We have previously drawn our readers’ attention to the important report produced by the Reuters Institute for the Study of Journalism: “Privacy, Probity and the Public Interest” by Stephen Whittle and Glenda Cooper. We summarise the Report’s conclusions in our previous post and we will not repeat them her. The Report was published on 13 July 2009 but over the past 8 months has attracted almost no media attention or comment. This is unfortunate.
The Report is a serious piece of work by a former director of BBC editorial policy and a journalist who, over a period of a year, interviewed lawyers, academics, journalists, bloggers and those who have found their privacy invaded by the media.
The report found “huge public concern” about privacy and media intrusion and proposed a robust definition of the public interest – which is already implicit in codes, statements and legislation. In a Press Release accompanying the launch of the Report the authors suggested that public interest had the following characteristics:
* Citizens in a democracy have an interest in having access to information about the workings of government, its institutions and its officials, both elected and appointed. This interest also extends to private corporations and to voluntary organisations which require the public’s trust.
* Individuals holding such office in a public or private institution which seeks the public’s trust should be judged for their public acts, not private ones. ‘Private’ should mean issues to do with personal relations, personal communications, beliefs and past affiliations – always assuming these are within the law – however much these appear to others to be deviant, or immoral, or bizarre.

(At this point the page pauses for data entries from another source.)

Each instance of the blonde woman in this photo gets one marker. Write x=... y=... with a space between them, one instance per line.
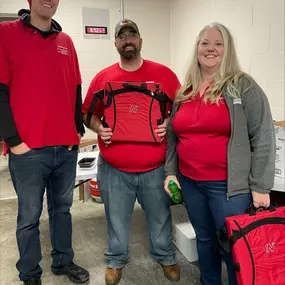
x=221 y=144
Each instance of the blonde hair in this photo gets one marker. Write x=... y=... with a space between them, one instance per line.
x=228 y=74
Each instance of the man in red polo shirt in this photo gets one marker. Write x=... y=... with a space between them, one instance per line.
x=126 y=170
x=40 y=123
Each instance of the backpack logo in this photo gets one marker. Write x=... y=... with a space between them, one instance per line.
x=133 y=109
x=62 y=50
x=237 y=102
x=270 y=247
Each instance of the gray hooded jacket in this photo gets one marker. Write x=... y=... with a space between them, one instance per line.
x=251 y=148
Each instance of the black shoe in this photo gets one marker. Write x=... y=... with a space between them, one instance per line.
x=75 y=273
x=33 y=281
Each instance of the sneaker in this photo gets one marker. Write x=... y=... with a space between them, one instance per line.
x=33 y=281
x=75 y=273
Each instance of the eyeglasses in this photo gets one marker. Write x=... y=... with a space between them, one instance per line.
x=131 y=36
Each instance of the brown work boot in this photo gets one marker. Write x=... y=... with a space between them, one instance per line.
x=113 y=276
x=172 y=272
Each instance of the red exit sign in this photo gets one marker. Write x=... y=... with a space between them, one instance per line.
x=96 y=30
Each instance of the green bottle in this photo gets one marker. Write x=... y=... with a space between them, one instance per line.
x=175 y=192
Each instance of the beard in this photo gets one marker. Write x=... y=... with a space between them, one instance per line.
x=129 y=54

The Report suggests recommends that media intrusion in support of the ‘public interest’ should be able to demonstrate one of the following:
“the exposure of fraud, corruption, crime or significant anti-social behaviour; the promotion of accountability and transparency for decisions and public spending; the support of probity and value for money; debate on key issues; the disclosure of information that allows people to make significantly more informed decisions about matters of public importance; or the exposure of incompetence that affects the public”.
In his recent City University Lecture Mr Justice Eady referred to the Report’s finding that “There is no evidence of the courts exercising a ‘chilling’ effect on responsible journalism in the public interest” (Report, p.62) and mentioned with characteristic understatement that the report “has not received much coverage in the press“.
The only mainstream press coverage we have found is in the Guardian – which published an article by the authors on the date of the launch of the Report. In this article, they linked their findings to the “News of the World” phone hacking story. The Report was also mentioned in the Press Gazette. It was briefly mentioned on the MediaPaL@LSE blog. More recently, the Report is discussed in piece on the “European Journalism Observatory” website entitled “What is public interest?“.
In an interview in Leader World, joint author Stephen Whittle said
“I fundamentally believe everyone has a basic right to privacy. With my research I wanted to stimulate a debate and for people to accept that we are not proposing a limitation of the freedom of press but just greater responsibility in the public interest.”
We agree with those sentiments. It is unfortunate that the Report has not been widely read and discussed. We hope to organise an INFORRM seminar on this topic later in the year.